De Moraes, le premier juge de la Première Chambre du STF à statuer, a indiqué que les sanctions comprenaient des droits de douane sur les exportations brésiliennes, la révocation de visas pour les magistrats et les fonctionnaires, ainsi que des mesures personnelles qui l'ont touché, ainsi que son épouse.

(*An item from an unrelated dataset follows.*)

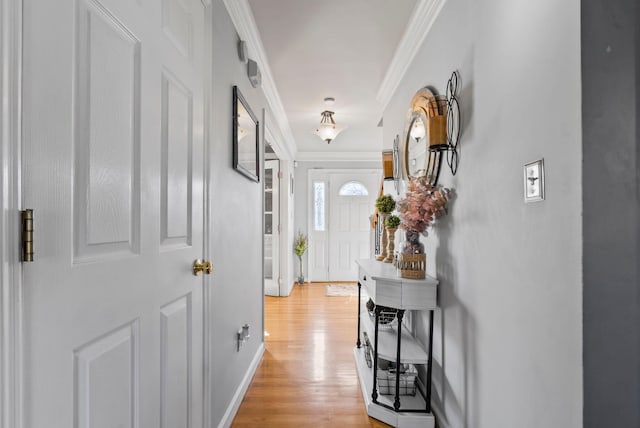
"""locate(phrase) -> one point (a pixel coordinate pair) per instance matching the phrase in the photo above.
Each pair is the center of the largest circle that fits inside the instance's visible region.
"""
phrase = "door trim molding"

Eduardo Bolsonaro réside depuis mars aux États-Unis, où il se définit comme « auto-exilé ». Il s'est vanté auprès de la presse de ses contacts au sein du Département d'État et de la Maison Blanche, affirmant avoir eu une influence directe sur les sanctions imposées au Brésil.
L'ancien président Jair Bolsonaro, leader de l'extrême droite, a été condamné le 11 septembre à 27 ans de prison pour avoir conspiré en vue d'empêcher l'investiture de Luiz Inácio Lula da Silva, après avoir été battu aux élections d'octobre 2022.
Les actions attribuées à Eduardo Bolsonaro incluent l'organisation de réunions avec des personnalités éminentes de l'extrême droite américaine et la promotion des Conférences d'action politique conservatrice (CPAC).

Ces activités lui ont permis de renforcer les liens internationaux dans le cadre de la campagne pour la libération de son père, parallèlement aux conflits judiciaires au Brésil et aux débats sur une éventuelle amnistie pour les participants au complot putschiste.
L'accusation insiste sur le fait que le comportement attribué à Eduardo Bolsonaro constitue un ensemble de pressions et de menaces visant à influencer la justice brésilienne, ainsi qu'à conditionner les enquêtes et les sanctions prévues contre l'accusé.

Son « auto-exil » aux États-Unis et son activisme international renforcent, selon les autorités, sa tentative délibérée d’ingérence depuis l’étranger dans les processus internes. Eduardo Bolsonaro risque jusqu'à quatre ans de prison.